As I wrote more about Tom, he reminded me of many men that I
met in life, middle-aged, content in their lives and marriages yet longing for
something more. Tom was not looking to have an affair. He loved his wife, Rose,
and the life that they made together. When Tom meets Nicole, something very
deep stirs within him. Nicole was the only person who could heal him from his
grief and loss and he could help her deal with the loss of her father. In this
process, they fall in love and the story becomes bittersweet.

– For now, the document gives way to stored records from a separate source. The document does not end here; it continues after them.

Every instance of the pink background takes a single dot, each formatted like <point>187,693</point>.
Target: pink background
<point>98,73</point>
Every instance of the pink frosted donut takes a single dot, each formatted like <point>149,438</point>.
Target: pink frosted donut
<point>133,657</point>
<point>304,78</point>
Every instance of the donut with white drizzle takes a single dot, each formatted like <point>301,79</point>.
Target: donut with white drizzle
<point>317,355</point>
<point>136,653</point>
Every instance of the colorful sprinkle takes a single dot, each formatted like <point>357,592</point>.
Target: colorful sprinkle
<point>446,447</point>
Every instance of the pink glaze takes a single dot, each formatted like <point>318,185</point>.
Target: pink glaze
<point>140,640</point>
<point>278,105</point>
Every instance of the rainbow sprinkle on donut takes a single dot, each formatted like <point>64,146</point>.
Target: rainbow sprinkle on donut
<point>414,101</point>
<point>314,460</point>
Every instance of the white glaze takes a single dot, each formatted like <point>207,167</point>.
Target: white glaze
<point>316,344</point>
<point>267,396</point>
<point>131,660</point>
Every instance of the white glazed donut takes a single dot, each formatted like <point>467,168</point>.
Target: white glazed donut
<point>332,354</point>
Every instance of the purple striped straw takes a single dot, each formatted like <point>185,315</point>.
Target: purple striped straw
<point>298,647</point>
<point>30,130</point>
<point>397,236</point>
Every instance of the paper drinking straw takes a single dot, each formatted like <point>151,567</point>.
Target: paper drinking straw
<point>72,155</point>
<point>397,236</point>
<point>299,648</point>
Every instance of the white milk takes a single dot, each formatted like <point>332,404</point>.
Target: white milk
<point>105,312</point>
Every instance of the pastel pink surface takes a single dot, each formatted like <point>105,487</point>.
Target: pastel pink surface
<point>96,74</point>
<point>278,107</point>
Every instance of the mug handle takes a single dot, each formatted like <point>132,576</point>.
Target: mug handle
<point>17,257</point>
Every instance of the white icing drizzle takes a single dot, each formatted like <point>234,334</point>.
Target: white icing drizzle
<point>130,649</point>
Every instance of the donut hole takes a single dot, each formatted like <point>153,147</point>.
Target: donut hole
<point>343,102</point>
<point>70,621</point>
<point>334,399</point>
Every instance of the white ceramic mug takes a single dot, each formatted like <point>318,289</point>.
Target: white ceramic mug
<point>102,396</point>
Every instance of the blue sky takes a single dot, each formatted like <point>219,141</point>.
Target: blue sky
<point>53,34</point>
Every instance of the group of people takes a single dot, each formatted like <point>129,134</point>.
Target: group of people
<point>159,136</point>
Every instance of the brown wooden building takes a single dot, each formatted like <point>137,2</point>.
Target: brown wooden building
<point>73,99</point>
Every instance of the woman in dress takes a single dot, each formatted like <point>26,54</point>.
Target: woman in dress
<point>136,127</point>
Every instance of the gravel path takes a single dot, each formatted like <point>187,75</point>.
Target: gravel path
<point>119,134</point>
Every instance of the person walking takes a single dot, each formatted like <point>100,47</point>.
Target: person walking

Like the Bridges of Madison County, they have a difficult
choice to make. The Eighth Wonder shows both the romance and the reality of
falling at love with all the emotions that tug on the heart. Nicole finally trusts
someone after years of pushing everyone in her life away. Tom, despite his best
intentions, falls in love for the second time in his life. The reviews indicate
the story has a surprise ending, I agree that it is not predictable.
Writing became my therapy during a difficult time in my life. It was one of the
greatest feelings in the world to write The Eighth Wonder. I didn’t know how
much it would impact me unlike anything I have done before. I only hope that
others enjoy reading it!
About Kimberly Young:
Kimberly Young is a licensed psychologist, an author, and an internationally-known speaker on Internet addiction. In 1995, she founded the Center for Internet Addiction and since then she has written numerous articles on the topic including four books, Caught in the Net, Tangled in the Web, Breaking Free of the Web, and Internet Addiction: A Handbook for Evaluation and Treatment.
She is a professor at St. Bonaventure University and her work has appeared in hundreds of media outlets including The New York Times, USA Today, Time, and Newsweek, and she has appeared on The Today Show, Good Morning America, CNBC, CNN, and ABC World News Tonight. She has written creatively on and off since she was eight-years-old, mainly working on poems and short stories. While recovering from retina re-attachment eye surgery, she was homebound for several months and decided to pursue her creative writing more seriously. The Eighth Wonder is her first novel.